Initial eye screening of all children between 06-18 years of age going to schools

Based on operational feasibility, the pre-screened school children from multiple schools may be checked at a mutually-agreed location like Su-Swasthya Kendra or High schools or any other suitable location for refractive error or eye disease detection by MT (Opto.) to cover more children on a prefixed particular day.

Apart from the MT (Opto.) visiting the schools to check pre/primary screened students, in rural as well as in urban areas, the students may be sent to nearby Vision Centres/ Eye OPDs on non-school days.

RBSK-MHT will train the school teachers/ siksha-bandhu of Sarvashiksha Aviyan and also the senior class school students (Vision Volunteers) on vision impairment issues.
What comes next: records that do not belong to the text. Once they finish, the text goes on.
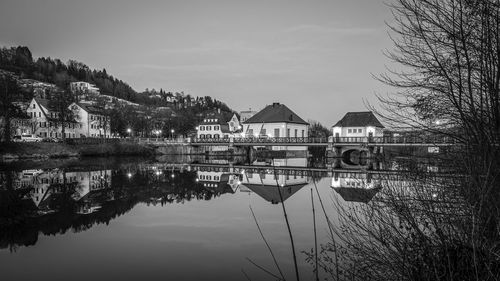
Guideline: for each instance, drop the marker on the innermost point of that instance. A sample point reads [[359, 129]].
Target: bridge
[[329, 171], [327, 142]]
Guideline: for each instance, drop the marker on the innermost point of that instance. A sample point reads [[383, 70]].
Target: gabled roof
[[92, 108], [359, 119], [276, 113], [271, 193], [225, 128]]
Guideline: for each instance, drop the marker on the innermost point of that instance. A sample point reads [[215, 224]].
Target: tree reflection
[[55, 201], [417, 227]]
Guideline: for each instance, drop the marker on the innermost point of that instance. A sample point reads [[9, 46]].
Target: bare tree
[[9, 94], [60, 102]]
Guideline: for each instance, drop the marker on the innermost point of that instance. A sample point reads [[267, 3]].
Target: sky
[[317, 57]]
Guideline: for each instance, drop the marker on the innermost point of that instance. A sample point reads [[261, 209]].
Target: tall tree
[[10, 93], [60, 102]]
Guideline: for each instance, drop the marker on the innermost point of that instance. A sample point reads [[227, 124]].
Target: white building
[[45, 121], [89, 121], [358, 124], [93, 122], [83, 87], [275, 121], [215, 127], [247, 114]]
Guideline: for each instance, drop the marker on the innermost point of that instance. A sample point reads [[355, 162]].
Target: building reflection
[[218, 182], [356, 187], [273, 184]]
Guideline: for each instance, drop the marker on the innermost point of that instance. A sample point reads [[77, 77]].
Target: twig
[[330, 226], [246, 275], [267, 244], [287, 223], [263, 269], [315, 239]]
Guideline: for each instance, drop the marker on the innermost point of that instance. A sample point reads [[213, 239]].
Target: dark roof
[[276, 113], [43, 102], [225, 128], [220, 119], [359, 119], [361, 195], [92, 108], [271, 194]]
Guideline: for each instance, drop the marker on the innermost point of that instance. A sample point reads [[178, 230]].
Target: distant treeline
[[183, 114]]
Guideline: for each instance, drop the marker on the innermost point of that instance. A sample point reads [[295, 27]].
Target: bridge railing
[[260, 140], [209, 140], [395, 139], [354, 140]]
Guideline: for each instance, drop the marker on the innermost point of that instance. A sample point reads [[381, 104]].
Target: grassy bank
[[14, 151]]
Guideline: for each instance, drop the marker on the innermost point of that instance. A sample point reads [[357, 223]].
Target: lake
[[134, 218]]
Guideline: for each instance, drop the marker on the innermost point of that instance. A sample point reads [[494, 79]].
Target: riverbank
[[18, 151]]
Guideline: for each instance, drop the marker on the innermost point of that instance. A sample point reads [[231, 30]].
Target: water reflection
[[56, 201]]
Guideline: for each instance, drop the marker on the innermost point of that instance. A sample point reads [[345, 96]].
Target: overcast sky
[[317, 57]]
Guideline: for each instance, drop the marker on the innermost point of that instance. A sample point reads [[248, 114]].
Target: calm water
[[133, 219]]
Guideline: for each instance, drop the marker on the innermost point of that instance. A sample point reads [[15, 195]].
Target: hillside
[[142, 112]]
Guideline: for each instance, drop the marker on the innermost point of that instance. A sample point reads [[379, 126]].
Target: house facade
[[358, 124], [83, 87], [275, 121], [216, 127], [93, 122], [44, 121], [89, 121]]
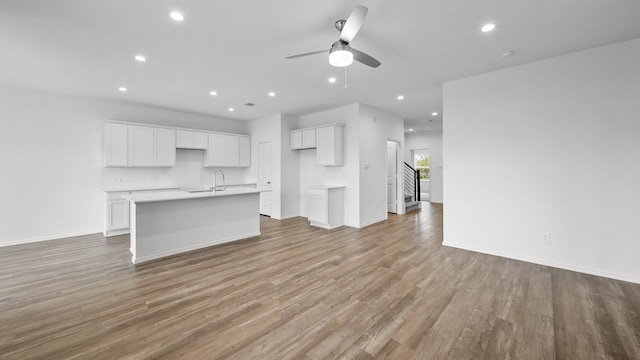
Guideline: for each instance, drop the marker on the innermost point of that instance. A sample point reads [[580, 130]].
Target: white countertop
[[139, 188], [183, 195], [169, 187], [326, 187]]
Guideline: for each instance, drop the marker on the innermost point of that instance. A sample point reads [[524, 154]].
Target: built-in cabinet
[[327, 139], [133, 145], [191, 140], [117, 214], [325, 206], [303, 139], [151, 147], [226, 150]]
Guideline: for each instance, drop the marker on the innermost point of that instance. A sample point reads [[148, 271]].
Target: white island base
[[172, 223]]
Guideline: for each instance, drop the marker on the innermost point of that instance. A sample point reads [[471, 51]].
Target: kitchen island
[[169, 223]]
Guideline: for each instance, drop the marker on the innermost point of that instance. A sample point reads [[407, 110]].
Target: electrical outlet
[[545, 238]]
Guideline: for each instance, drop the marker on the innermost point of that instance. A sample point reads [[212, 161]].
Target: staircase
[[411, 188]]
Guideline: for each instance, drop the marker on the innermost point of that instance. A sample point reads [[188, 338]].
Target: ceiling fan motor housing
[[340, 54]]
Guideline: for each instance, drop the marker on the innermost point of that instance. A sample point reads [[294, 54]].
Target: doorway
[[264, 177], [392, 177], [422, 162]]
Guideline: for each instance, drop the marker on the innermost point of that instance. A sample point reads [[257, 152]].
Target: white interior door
[[264, 177], [392, 177]]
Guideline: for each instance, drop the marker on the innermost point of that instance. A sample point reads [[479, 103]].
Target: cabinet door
[[329, 146], [295, 138], [141, 146], [184, 139], [317, 206], [118, 214], [245, 151], [115, 145], [200, 140], [309, 138], [215, 153], [165, 147], [231, 150]]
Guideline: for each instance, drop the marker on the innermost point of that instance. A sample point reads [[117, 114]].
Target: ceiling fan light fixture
[[340, 55]]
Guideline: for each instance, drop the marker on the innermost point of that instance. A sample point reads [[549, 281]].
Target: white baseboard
[[50, 237], [554, 264], [190, 248], [371, 222]]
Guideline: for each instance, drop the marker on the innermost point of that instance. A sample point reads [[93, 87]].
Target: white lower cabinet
[[117, 219], [325, 206]]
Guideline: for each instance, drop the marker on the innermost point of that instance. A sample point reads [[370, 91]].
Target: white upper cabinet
[[133, 145], [191, 140], [308, 138], [330, 145], [215, 153], [295, 139], [227, 150], [151, 147], [115, 145], [231, 150], [141, 146], [303, 139], [165, 147]]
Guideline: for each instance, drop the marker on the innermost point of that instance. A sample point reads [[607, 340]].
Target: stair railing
[[412, 181]]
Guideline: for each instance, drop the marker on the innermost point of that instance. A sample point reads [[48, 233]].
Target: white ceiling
[[238, 48]]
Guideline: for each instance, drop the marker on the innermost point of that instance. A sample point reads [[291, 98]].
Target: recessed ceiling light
[[176, 16], [507, 53], [488, 27]]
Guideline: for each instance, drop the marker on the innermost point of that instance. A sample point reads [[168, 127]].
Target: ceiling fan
[[340, 53]]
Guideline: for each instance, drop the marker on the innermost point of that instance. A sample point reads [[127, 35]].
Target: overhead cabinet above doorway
[[326, 139]]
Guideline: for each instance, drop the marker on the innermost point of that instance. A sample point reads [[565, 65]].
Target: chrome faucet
[[215, 186]]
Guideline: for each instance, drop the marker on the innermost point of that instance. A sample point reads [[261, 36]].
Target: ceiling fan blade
[[307, 54], [353, 24], [365, 58]]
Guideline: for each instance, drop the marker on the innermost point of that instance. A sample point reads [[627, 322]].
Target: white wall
[[52, 172], [290, 204], [431, 140], [550, 146]]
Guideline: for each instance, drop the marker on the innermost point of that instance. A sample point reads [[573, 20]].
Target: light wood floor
[[390, 290]]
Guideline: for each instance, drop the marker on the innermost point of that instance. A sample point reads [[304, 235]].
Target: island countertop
[[184, 195]]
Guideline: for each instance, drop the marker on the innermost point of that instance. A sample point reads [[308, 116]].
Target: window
[[421, 162]]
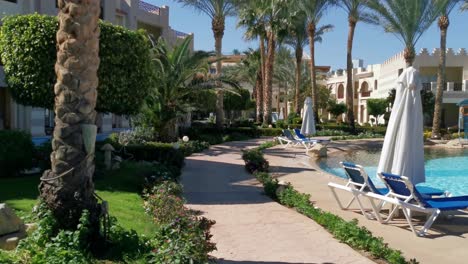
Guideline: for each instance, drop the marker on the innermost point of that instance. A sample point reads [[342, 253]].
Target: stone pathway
[[251, 228]]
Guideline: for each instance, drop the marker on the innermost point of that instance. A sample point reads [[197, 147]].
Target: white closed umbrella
[[403, 148], [308, 119]]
RBSK-MHT will conduct awareness cum counselling session with parents of school going children and their wards on eye health and eye donation issues, once in a quarter. MT (Optometry) will also remain present during such sessions. Sessions for parents may be arranged in GP office or a centrally located govt. establishment, to ensure minimum travel for them.

RBSK MHTs will take assistance/ support during screening from the school-teachers, majority of whom have the basic orientation on vision screening.

This program will always be planned henceforth jointly by Dy. CMOH-III (district nodal officer for RBSK) and Dy. CMOH-II (district nodal officer for Chokher Alo) under overall guidance from CMOH.

A detailed action plan will be drawn by each district authority, within 4th November 2022, for 100% coverage of school children for initial screening, detection, referral and appropriate follow up action in such a manner that all schools in the districts get covered at least once every 06 months with a priority to the chronically left-out ones. While planning, the inputs from the district level authorities of School Education Department should also be taken. One of the MT (Opto) and the MO (Ophth.) should also be involved in the planning process. For the time-bound coverage of the district in each round, the available MHTs will be maximally utilized irrespective of their rural/urban location. CMOHs will facilitate the movements of the MTs to sessions with the essential logistics.

The management of the children identified with congenital cataract or squint or ptosis or further surgical treatment for the eye conditions will be co-ordinated by RBSK MOs and appropriate follow up action will be taken in consultation with concerned BMOH. Referral transport support for the purpose from district to higher facility for children and their parents will be explored under RBSK/ RCH fund.

After the initial eye screening by RBSK personnel, MT(Opto.) will prescribe lens or plan for referral to higher centres for surgery, as per usual practice. Hospital tagging for surgery or co-ordination with spectacle vendors shall be the responsibility of concerned MT(Opto.). Concerned ACMOH shall supervise seamless execution of activities noted above in co-ordination with Dy. CMOH-II. Dy CMOH-III/ CMOH.

CMOH/ Local authority will arrange a refresher session for the RBSK-MHTs at the District/ Subdivision level by a team formed by the Ophthalmologist and MT(Opto.) as the facilitators. The basic logistics for doing this primary-screening will be arranged from the district. Such trainings must be completed within January 2023.

District level Task Force headed by the District Magistrate already constituted as per instruction in Memo. no. 211-Secy (HFW)/2022 dated 16 August 2022, will review performance of RBSK-MHT in respect of SESP on regular basis.

These instructions take immediate effect and all concerned authorities be informed accordingly.